En nuestro país están presentes prácticamente todas las  familias de  cetáceos, excepto los delfines de  río como el del Amazonas, la súper familia  Platanistoidea; la beluga y el narval, Monodontidae, y  la ballena franca enana, la única  de  la familia  Neobalaenidae. En cuanto a los pinnípedos, de las tres familias sólo  falta la de las morsas, Odobenidae. Sin embargo, es interesante notar que la costa occidental de Baja California fue escenario para la evolución de las morsas, pues allí se han encontrado fósiles de estos organismos. En  la  familia  Balanopteride (verdaderas ballenas) la  NOM  reconoce 7 especies, 6 de las  cuales están bajo  el régimen de  protección especial y una en  peligro; 18 miembros de  la familia  Delphnidae (delfines y orcas); 2 de  la familia  Keogidae (Cachalotes); 2 de la  familia  Phocoenidae (marsopas), entre ellas la  vaquita marina, y,  finalmente, 5  de la  familia  Zifinidae (ballenas picudas).
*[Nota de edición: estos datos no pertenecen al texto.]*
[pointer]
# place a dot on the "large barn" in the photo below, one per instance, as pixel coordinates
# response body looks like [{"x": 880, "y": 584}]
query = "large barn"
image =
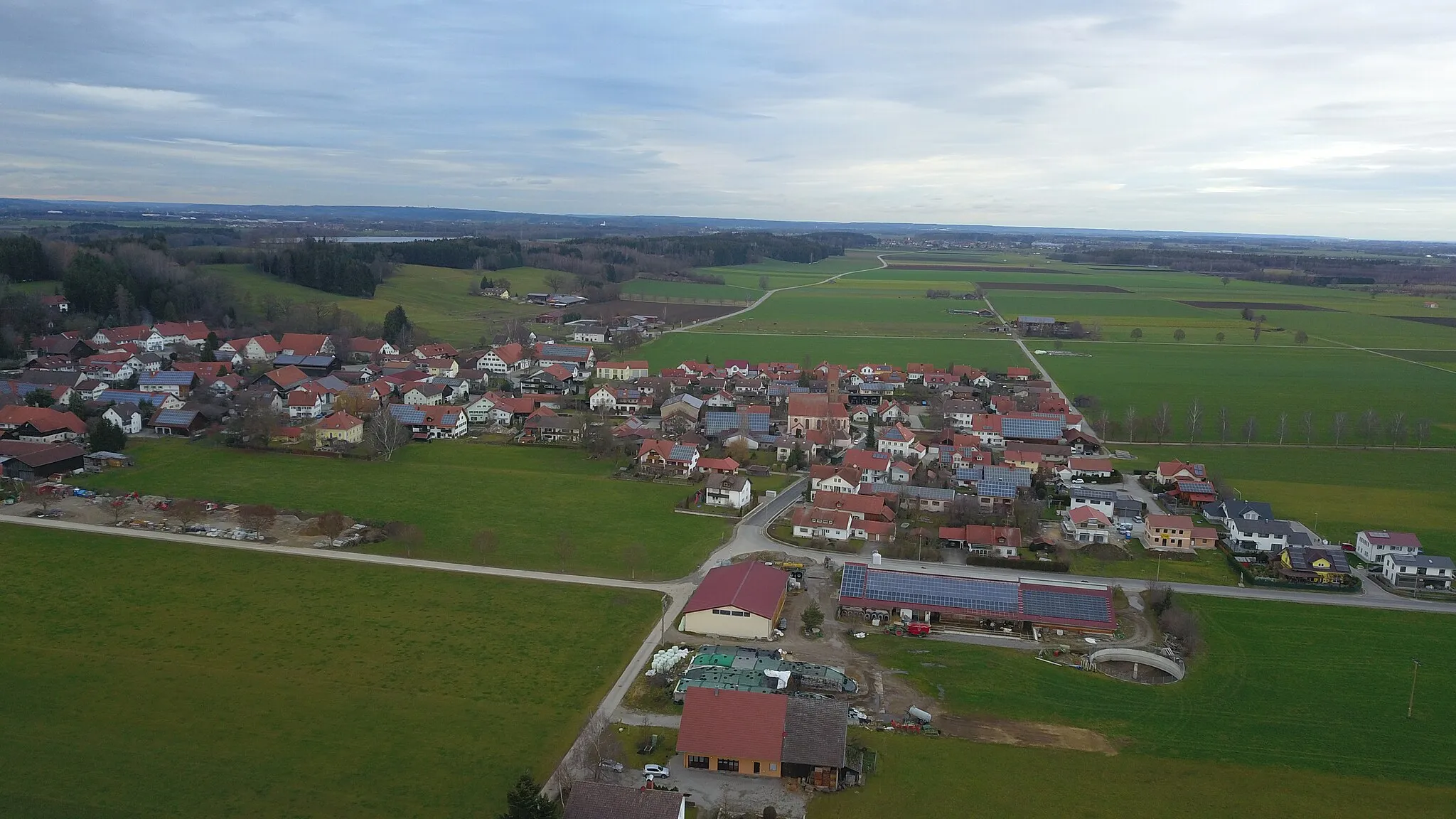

Prácticamente todas estas  familias están bajo protección especial, porque la gran mayoría de las especies de cetáceos usan las aguas mexicanas como lugar  de  procreación.
Los  pinípedos (focas y  lobos marinos), que habitan sobre todo  en  las  costas de la península de Baja  california, ven  afectadas sus poblaciones por diferentes causas, como son  la destrucción de  sus hábitats, pues muchas de  las  playas se están transformado rápidamente en  destinos turísticos, o bien  se ven  influenciados por  éstos, por  lo que los  animales ya  no  encuentran en  esas playas sitios  a salvo para la  procreación.
La contaminación de  los  mares ha tenido un crecimiento sustancial desde hace varias décadas, se han encontrado niveles altos de sustancias contaminantes en los tejidos de muchas especies de mamíferos marinos (Holden y Marsden 1967), el problema de los agroquímicos es severo en el noroeste del país, en donde se usan a gran escala sustancias químicas para la agricultura. En esta zona se han encontrado metales pesados, que pueden ser nocivos. Por ejemplo, se han encontrado estos metales en órganos internos de la vaquita (Phocoena sinus), aunque en concentraciones no letales (Villa et al..,1993).
En el pacifico tropical mexicano y en la costa occidental de Baja California los contaminantes registrados están relacionados al aumento de las descargas de desechos urbanos e industriales como consecuencia del aumento en el desarrollo de la zona (Alvarez-Larrauri y Gonzalez, 1986).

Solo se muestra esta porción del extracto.